Stack space for a new thread is created by the parent thread with mmap(MAP_ANONYMOUS|MAP_STACK). So they're in the "memory map segment", as your diagram labels it. It can end up anywhere that a large malloc() could go. (glibc malloc(3) uses mmap(MAP_ANONYMOUS) for large allocations.)
(MAP_STACK is currently a no-op, and exists in case some future architecture needs special handling).
You pass a pointer to the new thread's stack space to the clone(2) system call which actually creates the thread. (Try using strace -f on a multi-threaded process sometime). See also this blog post about creating a thread using raw Linux syscalls.
See this answer on a related question for some more details about mmaping stacks. e.g. MAP_GROWSDOWN doesn't prevent another mmap() from picking the address right below the thread stack, so you can't depend on it to dynamically grow a small stack the way you can for the main thread's stack (where the kernel reserves the address space even though it's not mapped yet).
So even though mmap(MAP_GROWSDOWN) was designed for allocating stacks, it's so bad that Ulrich Drepper proposed removing it in 2.6.29.

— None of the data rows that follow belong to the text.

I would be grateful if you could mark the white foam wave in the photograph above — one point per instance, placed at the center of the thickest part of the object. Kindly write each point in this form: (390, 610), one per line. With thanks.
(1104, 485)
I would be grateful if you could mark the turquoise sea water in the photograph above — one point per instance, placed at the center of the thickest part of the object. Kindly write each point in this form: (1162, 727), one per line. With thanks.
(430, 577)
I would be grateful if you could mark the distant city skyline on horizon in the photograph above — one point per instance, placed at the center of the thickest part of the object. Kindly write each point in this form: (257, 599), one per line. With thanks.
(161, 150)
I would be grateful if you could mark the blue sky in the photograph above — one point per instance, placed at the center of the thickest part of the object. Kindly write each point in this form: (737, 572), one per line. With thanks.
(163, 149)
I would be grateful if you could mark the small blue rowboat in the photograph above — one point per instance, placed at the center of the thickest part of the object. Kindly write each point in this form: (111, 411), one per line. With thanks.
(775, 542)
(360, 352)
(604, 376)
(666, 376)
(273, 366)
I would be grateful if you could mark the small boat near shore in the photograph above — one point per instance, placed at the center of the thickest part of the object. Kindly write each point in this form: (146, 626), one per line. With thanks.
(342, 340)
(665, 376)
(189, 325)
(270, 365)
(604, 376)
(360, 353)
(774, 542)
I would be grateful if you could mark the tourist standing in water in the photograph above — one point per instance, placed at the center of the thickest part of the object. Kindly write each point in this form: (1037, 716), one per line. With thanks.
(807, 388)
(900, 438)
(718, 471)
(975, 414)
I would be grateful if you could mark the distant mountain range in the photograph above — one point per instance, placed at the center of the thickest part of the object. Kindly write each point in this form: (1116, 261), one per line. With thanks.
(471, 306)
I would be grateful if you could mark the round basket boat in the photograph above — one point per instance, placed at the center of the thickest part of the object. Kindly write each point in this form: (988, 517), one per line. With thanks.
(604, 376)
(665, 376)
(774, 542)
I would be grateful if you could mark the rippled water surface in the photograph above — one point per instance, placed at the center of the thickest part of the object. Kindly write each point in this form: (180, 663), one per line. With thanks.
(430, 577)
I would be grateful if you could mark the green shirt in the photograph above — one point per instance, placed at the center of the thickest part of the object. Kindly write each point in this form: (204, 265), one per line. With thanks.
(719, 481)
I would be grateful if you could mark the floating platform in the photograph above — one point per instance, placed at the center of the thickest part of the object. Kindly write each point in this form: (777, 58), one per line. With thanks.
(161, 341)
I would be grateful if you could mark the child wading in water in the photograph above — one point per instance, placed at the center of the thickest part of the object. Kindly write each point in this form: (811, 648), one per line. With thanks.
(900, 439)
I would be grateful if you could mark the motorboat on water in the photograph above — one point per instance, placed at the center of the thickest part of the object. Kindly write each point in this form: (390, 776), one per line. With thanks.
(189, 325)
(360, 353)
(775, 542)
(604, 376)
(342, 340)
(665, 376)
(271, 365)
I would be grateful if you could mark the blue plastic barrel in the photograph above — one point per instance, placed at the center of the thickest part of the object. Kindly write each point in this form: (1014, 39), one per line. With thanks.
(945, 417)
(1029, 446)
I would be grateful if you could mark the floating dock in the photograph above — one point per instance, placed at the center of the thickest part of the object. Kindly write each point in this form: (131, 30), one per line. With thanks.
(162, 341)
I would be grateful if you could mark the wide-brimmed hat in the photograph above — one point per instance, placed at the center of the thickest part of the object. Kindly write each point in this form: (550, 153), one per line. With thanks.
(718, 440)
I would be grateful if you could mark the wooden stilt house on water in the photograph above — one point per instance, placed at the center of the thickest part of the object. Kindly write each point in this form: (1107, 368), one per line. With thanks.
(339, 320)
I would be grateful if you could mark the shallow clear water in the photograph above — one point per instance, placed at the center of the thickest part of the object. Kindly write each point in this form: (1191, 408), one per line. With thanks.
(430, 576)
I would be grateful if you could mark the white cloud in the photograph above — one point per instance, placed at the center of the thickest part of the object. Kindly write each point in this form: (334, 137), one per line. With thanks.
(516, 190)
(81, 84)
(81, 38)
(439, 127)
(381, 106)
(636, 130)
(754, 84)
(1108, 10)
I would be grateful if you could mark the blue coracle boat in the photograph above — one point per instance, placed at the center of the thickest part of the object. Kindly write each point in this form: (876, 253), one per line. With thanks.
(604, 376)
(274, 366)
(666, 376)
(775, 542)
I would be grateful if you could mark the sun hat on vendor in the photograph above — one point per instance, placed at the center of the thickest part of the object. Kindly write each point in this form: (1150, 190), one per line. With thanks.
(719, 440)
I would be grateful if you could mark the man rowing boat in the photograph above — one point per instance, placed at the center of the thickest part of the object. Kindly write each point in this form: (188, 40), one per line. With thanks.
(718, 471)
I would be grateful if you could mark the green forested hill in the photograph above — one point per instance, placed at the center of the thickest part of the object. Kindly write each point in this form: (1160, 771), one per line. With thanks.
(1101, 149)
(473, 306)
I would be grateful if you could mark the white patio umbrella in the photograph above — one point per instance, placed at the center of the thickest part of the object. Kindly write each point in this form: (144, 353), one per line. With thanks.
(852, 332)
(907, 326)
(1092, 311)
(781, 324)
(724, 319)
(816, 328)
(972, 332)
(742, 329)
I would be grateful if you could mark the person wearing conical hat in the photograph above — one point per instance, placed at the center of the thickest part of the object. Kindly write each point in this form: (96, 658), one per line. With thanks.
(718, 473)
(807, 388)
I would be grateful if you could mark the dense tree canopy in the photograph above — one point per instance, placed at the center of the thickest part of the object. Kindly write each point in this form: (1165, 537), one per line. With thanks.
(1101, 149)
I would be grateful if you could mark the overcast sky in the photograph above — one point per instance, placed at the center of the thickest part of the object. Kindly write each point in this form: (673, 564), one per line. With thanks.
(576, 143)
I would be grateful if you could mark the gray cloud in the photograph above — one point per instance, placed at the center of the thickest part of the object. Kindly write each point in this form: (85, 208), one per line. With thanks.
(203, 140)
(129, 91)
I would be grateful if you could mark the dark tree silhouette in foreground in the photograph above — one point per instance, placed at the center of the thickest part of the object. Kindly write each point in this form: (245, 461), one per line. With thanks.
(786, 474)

Also, note that your memory-map diagram is for a 32-bit kernel. A 64-bit kernel doesn't have to reserve any user virtual-address space for mapping kernel memory, so a 32-bit process running on an amd64 kernel can use the full 4GB of virtual address space. (Except for the low 64k by default (sysctl vm.mmap_min_addr = 65536), so NULL-pointer dereference does actually fault. And the top page is also reserved as error codes, not valid pointers.)
Related:
See Relation between stack limit and threads for more about stack-size for pthreads. getrlimit(RLIMIT_STACK) is the main thread's stack size. Linux pthreads uses RLIMIT_STACK as the stack size for new threads, too.
How do operating systems detect stack overflows of user-space programs [and then send SIGTERM or SIGSEGV to those userspace programs] ?
Guard pages. When the OS creates the stack for the program it will allocate a little bit more than is specified. The memory is allocated in pages (usually 4KB each), and the extra page will have settings such that any attempt to access it will result in an exception being thrown.
The answer will depend on the target architecture and the particular OS. Since the question is tagged Linux, you have rather biased the question which on the face of it seems more general.
In a sophisticated OS or RTOS such as Linux or QNX Neutrino, with MMU protection support, memory protection mechanisms may be used such as the guard pages already mentioned. Such OSs require a target with an MMU of course.
Simpler OSs and typical RTOS scheduling kernels without MMU support may use a number of methods. The simplest is to place a guard signature at the top of the stack, which is checked for modification when the scheduler runs. This is a bit hit-and-miss, it requires that the stack-overflow actually modifies the signature, and that the resulting corruption does not cause a crash before the scheduler next runs. Some systems with on-chip debug resources may be able to place an access break-point on the signature word and cause an exception when it is hit.
In development a common technique is to initially fill each thread stack with a signature and to have a thread periodically check for the "high-tide" and issue a warning if it exceeds a certain percentage level.
As well as guard pages mentioned in another answer, some smaller (MMU-less) embedded microcontrollers have specific exceptions for stack overflow (and underflow).